The geographical situation is agreeable: the Atlantic coast on one side and on the other side the ski resorts of the south of France are by car only a distance of 145 km (2 h 15 min).

==History==
The name Castelnau d'Auzan means: "Château Neuf in the land of Éauzan". The castle disappeared, but here and there in the village some remains are still visible.

==Sights==
- Town hall.
- The arena for the course Landaise.
- Leisure area and its lake.
- Old Armagnac caves.
- Église Sainte Marie-Madeleine:
  - In the centre of Castelnau, a neo Gothic church from the nineteenth century.
- Église Saint Jean de Béziey:
  - A country side church from the eleventh century, well known by its miraculous source believed to cure illnesses of the eyes.
- Église Saint Martin d'Arèch:
  - From the fifteenth century with a particular cylindrical bell-tower.
- Église de Rieupeyroux:
  - A church in the countryside in the centre of Houeillères with a particular forged iron cross.
- Notre-Dame de Pibèque:
  - A regional pilgrimage centre with a miraculous source. The splendid little church is a jewel and dates from the fifteenth century.

==Population==

The inhabitants are called Auzanais in French. Like many other communes in rural France Castelnau-d'Auzan had a decrease of population. Between 1962 and 1999, the population decreased 20%.

This phenomenon started, as in many other rural areas during the War of 1914-1918. Many young men did not return home. Lack of manpower changed the once wealthy and healthy pastoral area in a region where the population and wealth both decreased. New immigrants from Spain and Italy compensated partly the loss in population.

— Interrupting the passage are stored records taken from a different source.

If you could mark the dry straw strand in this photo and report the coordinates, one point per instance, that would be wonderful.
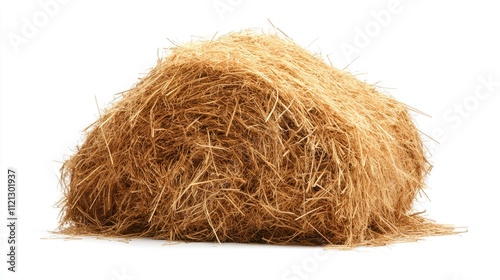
(249, 138)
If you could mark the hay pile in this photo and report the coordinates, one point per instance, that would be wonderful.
(249, 138)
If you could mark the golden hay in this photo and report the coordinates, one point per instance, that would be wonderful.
(249, 138)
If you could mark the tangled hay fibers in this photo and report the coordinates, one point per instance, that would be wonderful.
(249, 138)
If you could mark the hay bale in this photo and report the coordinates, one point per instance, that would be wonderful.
(249, 138)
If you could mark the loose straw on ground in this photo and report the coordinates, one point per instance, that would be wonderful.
(249, 138)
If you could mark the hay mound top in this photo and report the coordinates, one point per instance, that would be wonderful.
(249, 138)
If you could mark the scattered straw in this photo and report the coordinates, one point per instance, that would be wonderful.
(249, 138)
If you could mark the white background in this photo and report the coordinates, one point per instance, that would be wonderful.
(434, 56)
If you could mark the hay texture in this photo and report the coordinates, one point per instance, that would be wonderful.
(249, 138)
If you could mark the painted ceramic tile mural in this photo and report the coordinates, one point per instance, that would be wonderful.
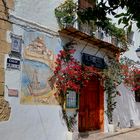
(37, 68)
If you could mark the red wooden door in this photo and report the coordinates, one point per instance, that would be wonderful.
(89, 106)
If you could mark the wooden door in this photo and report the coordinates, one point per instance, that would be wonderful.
(89, 106)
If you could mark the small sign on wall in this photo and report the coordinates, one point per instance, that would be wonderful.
(72, 100)
(13, 92)
(13, 64)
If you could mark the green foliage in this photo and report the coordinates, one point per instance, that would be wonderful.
(65, 13)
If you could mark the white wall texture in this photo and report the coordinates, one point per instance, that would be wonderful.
(41, 12)
(126, 108)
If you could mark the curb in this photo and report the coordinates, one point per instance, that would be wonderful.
(119, 133)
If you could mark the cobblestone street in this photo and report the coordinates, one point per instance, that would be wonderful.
(124, 134)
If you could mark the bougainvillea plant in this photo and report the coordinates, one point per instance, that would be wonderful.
(131, 73)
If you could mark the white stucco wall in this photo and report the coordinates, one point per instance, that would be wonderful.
(126, 109)
(30, 122)
(41, 12)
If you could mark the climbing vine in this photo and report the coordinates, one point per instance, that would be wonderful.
(70, 75)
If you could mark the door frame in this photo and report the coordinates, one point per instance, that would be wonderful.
(101, 105)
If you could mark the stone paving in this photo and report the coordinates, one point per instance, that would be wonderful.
(122, 134)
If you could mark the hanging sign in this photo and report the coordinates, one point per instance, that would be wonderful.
(13, 64)
(72, 100)
(13, 92)
(91, 60)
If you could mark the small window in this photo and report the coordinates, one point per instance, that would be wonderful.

After the independence of Algeria, the French farmers and winemakers returning to France were encouraged to settle in the Gers.

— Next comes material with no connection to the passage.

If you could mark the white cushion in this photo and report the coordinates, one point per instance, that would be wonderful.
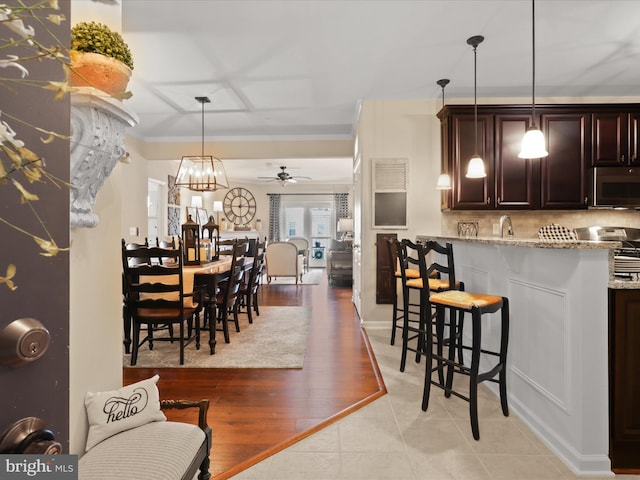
(115, 411)
(157, 450)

All these waves of immigrants now are completely integrated.

Due to the changes in the rural economics the last decade agricultural land and farms were put on the market and sold to newcomers from the north of Europe, looking for an active countryside way of life.

Gradually immigration changed, nowadays retired people from the north European urban areas come to the Gers in search of homes for their retirement.

==Features==
Castelnau-d'Auzan is surrounded by vineyards, undulating hills and other villages. Nearby is the Golf de Guinlet, which is on five minutes distance of the village.

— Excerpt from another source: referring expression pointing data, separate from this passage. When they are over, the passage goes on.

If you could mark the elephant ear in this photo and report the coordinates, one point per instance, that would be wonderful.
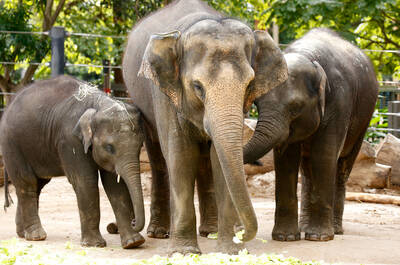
(160, 64)
(83, 128)
(322, 86)
(269, 66)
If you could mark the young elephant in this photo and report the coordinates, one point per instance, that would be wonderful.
(316, 121)
(64, 127)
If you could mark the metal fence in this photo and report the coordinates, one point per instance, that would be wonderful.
(389, 90)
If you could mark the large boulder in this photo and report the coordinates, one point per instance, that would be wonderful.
(367, 173)
(267, 161)
(388, 153)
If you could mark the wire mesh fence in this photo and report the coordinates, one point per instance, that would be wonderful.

Because of its landscapes the Gers is now and then called the "Tuscany of France". The summers are long and warm; the winters are warm and short. In the neighborhood are numerous old castles, little medieval walled villages, small cities built around castles and "sacred" places, because the Way of St. James of Compostela and the Via Podiensis are going through the Gers and left their traces.

==Tourism and culture==
Local associations develop numerous activities which make it possible to share the local passion for: the nature, good walking bicycling routes, traditional skittle and ball games quilles au maillet) and palet gascon; courses Landaises a daring and innocent game with wild cows; old fashioned battue hunting; local feasts; and gastronomy.

==Events==
- Easter Monday: attic, antique and garage sale with course Landaise.
- The before last weekend of July: local feasts with village dinners in the open air, attic sales and time-honoured skittle and ball games
- First weekend of August: feast in Arèch with open air dinner and ball and numerous attractions.
- Third weekend of August: feast in Houeillères with open air dinner and ball and numerous attractions.

==Personalities==
- Joseph Nicolas Barbeau Barran was a delegate in the National Convention and the Chambre des Cent Jours, born in Castelnau-d'Auzan in 1761, he died in 1816 in Switzerland. At the trial of Louis XVI he voted guilty and for the death penalty. He was President of the Jacobin Club and an antagonist of Maximilien Robespierre. At the second Restoration in 1816 he was, because of the assassination of the king, condemned to exile and he went to Switzerland.
- General Henri de Mibielle was born in Castelnau d'Auzan in 1841, died in 1910; his tomb is on the cemetery of Béziey.

==Transportation==
The village can easily be reached by car or train. Nearby rail stations are: Mont-de-Marsan (55 km - 1h00m), Agen (65 km - 1h05m) and Auch (70 km - 1h05m).

Three airports are in the neighbourhood: Toulouse (140 km - 2h10m), Bordeaux (150 km -1h50m) and Pau (100 km - 1h40m).